Oracle Apex - REST data source - nested JSON array - sync two tables - where to write SQL - oracle-apex

This question is a follow up to another SO question.
Summary: I have an API returning a nested JSON array. Data is being extracted via APEX REST Data Sources. The Row Selector in the Data Profile is set to "." (to select the "root node").
The lines array has been manually added to a column (LINES) to the Data Profile, set data type to JSON Document, and used lines as the selector.
SAMPLE JSON RESPONSE FROM API
[ {
"order_number": "so1223",
"order_date": "2022-07-01",
"full_name": "Carny Coulter",
"email": "ccoulter2#ovh.net",
"credit_card": "3545556133694494",
"city": "Myhiya",
"state": "CA",
"zip_code": "12345",
"lines": [
{
"product": "Beans - Fava, Canned",
"quantity": 1,
"price": 1.99
},
{
"product": "Edible Flower - Mixed",
"quantity": 1,
"price": 1.50
}
]
},
{
"order_number": "so2244",
"order_date": "2022-12-28",
"full_name": "Liam Shawcross",
"email": "lshawcross5#exblog.jp",
"credit_card": "6331104669953298",
"city": "Humaitá",
"state": "NY",
"zip_code": "98670",
"lines": [
{
"order_id": 5,
"product": "Beans - Green",
"quantity": 2,
"price": 4.33
},
{
"order_id": 1,
"product": "Grapefruit - Pink",
"quantity": 5,
"price": 5.00
}
]
},
]
The order attributes have been synchronized to a local table (Table name: SOTEST_LOCAL)
The table has the correct data. As you can see below, the LINES column contains the JSON array.
I then created an ORDER_LINES child table to extract the JSON from LINES column in the SOTEST_LOCAL table. (Sorry for the table names.. I should've named the tables as ORDERS_LOCAL and ORDER_LINES_LOCAL)
CREATE TABLE "SOTEST_ORDER_LINES_LOCAL"
( "LINE_ID" NUMBER,
"ORDER_ID" NUMBER,
"LINE_NUMBER" NUMBER,
"PRODUCT" VARCHAR2(200) COLLATE "USING_NLS_COMP",
"QUANTITY" NUMBER,
"PRICE" NUMBER,
CONSTRAINT "SOTEST_ORDER_LINES_LOCAL_PK" PRIMARY KEY ("LINE_ID")
USING INDEX ENABLE
) DEFAULT COLLATION "USING_NLS_COMP"
/
ALTER TABLE "SOTEST_ORDER_LINES_LOCAL" ADD CONSTRAINT "SOTEST_ORDER_LINES_LOCAL_FK" FOREIGN KEY ("ORDER_ID")
REFERENCES "SOTEST_LOCAL" ("ORDER_ID") ON DELETE CASCADE ENABLE
/
QuickSQL version..
SOTEST_ORDER_LINES_LOCAL
LINE_ID /pk
ORDER_ID /fk SOTEST_LOCAL references ORDER_ID
LINE_NUMBER
PRODUCT
QUANTITY
PRICE
So per Carsten's answer in the previous question, I can write SQL to extract the JSON array from the LINES column in the SOTEST_LOCAL table to the child table SOTEST_ORDER_LINES_LOCAL.
My question is two parts.
Where exactly do I write the SQL? Would I write it in SQL Workshop in SQL Commands?
The REST data is being synchronized to make a request every hour. So would I need to write a function that runs every time there is new data being merged?

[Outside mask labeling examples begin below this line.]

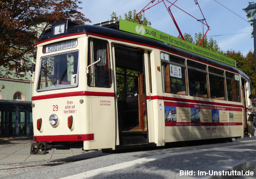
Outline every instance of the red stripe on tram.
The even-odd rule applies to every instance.
[[[84,141],[94,140],[94,134],[34,136],[34,142]]]
[[[167,106],[169,106],[169,105],[170,106],[171,105],[173,105],[173,106],[176,106],[176,107],[185,107],[185,106],[186,106],[186,105],[189,105],[189,104],[185,104],[185,103],[181,103],[181,102],[183,102],[191,103],[205,104],[208,104],[208,105],[226,106],[228,106],[228,107],[241,107],[241,108],[244,107],[244,106],[243,106],[242,105],[227,104],[227,103],[219,103],[219,102],[210,102],[210,101],[201,101],[201,100],[184,99],[184,98],[168,97],[165,97],[165,96],[147,96],[146,99],[147,100],[166,100],[166,101],[174,101],[175,102],[165,101],[164,104],[167,105]],[[187,106],[187,107],[189,107],[189,106]],[[199,107],[199,108],[200,108],[200,107]],[[232,108],[232,110],[236,110],[233,108]],[[242,109],[239,109],[238,111],[242,111],[241,110],[242,110]]]
[[[33,96],[32,98],[32,101],[40,100],[42,99],[49,99],[58,98],[64,98],[74,96],[103,96],[103,97],[115,97],[114,93],[107,93],[107,92],[69,92],[57,93],[55,94],[37,96]]]
[[[221,126],[242,125],[242,122],[165,122],[165,126]]]

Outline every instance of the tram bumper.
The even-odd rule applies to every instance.
[[[46,154],[52,148],[48,142],[32,142],[30,147],[30,154]]]

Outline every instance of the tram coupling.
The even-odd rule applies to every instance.
[[[46,154],[47,151],[52,149],[49,142],[31,143],[30,154]]]

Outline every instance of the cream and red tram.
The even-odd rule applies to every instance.
[[[32,153],[243,137],[250,81],[236,68],[69,23],[53,25],[36,44]]]

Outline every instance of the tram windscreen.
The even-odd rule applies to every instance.
[[[37,91],[77,86],[78,64],[77,51],[42,57]]]

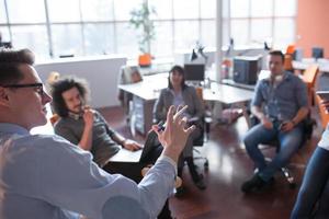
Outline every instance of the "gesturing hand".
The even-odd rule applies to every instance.
[[[181,116],[181,112],[186,107],[182,108],[174,115],[175,107],[170,106],[167,114],[167,125],[164,130],[159,131],[157,125],[152,126],[152,130],[157,132],[158,139],[164,147],[163,154],[170,157],[174,161],[185,147],[188,137],[195,129],[195,126],[186,127],[186,117]]]
[[[84,125],[88,127],[93,126],[93,113],[94,113],[94,111],[92,108],[90,108],[89,106],[86,106],[83,108],[83,120],[84,120]]]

there are multiple options for this:
Create a trigger on the local synchronization table
You could create an trigger on your ORDERS table, which runs AFTER INSERT, UPDATE or DELETE on your ORDERS table, and which maintains the LINES table. The nice things about this one is that the maintenance of the child table is independent from APEX or the REST Synchronization; it would also work if you just inserted rows with plain SQL*Plus.
Here's some pseudo-code on how the trigger could look like.
create or replace trigger tr_maintain_lines
after insert or update or delete on ORDERS_LOCAL
for each row
begin
if inserting then
insert into SOTEST_ORDER_LINES_LOCAL ( order_id, line_id, line_number, product, quantity, price)
( select :new.id,
seq_lines.nextval,
j.line#,
j.product,
j.quantity,
j.price
from json_table(
:new.lines,
'$[*]' columns (
line# for ordinality,
product varchar2(255) path '$.product',
quantity number path '$.quantity',
price number path '$.price' ) ) );
elsif deleting then
delete SOTEST_ORDER_LINES_LOCAL
where order_id = :old.id;
elsif updating then
--
-- handle the update case here.
-- I would simply delete and re-insert LINES rows.
end if;
end;
Handle child table maintenance in APEX itself.
You could turn off the schedule of your REST Source synchronization, and have it only running when called with APEX_REST_SOURCE_SYNC.SYNCHRONIZE_DATA (https://docs.oracle.com/en/database/oracle/apex/22.1/aeapi/SYNCHRONIZE_DATA-Procedure.html#GUID-660DE4D1-4BAF-405A-A871-6B8C201969C9).
Then create an APEX Automation, which runs on your desired schedule, and this automation has two Actions. One would be the REST Source Synchronization, the other one would call PL/SQL code to maintain the child tables.
Have a look into this blog posting which talks a bit about more complex synchronization scenarios (although it does exactly fit scenario): https://blogs.oracle.com/apex/post/synchronize-parent-child-rest-sources
I hope this helps

Related

Oracle Apex 22.21 - REST data source - trigger to convert string to_number and add into a column

This question is a follow up to another SO question.
I have an app with a REST Data Source taking in JSON responses from an API. There are two tables ORDERS and LINES. The ORDERS table contains a column LINES which is a JSON Document type.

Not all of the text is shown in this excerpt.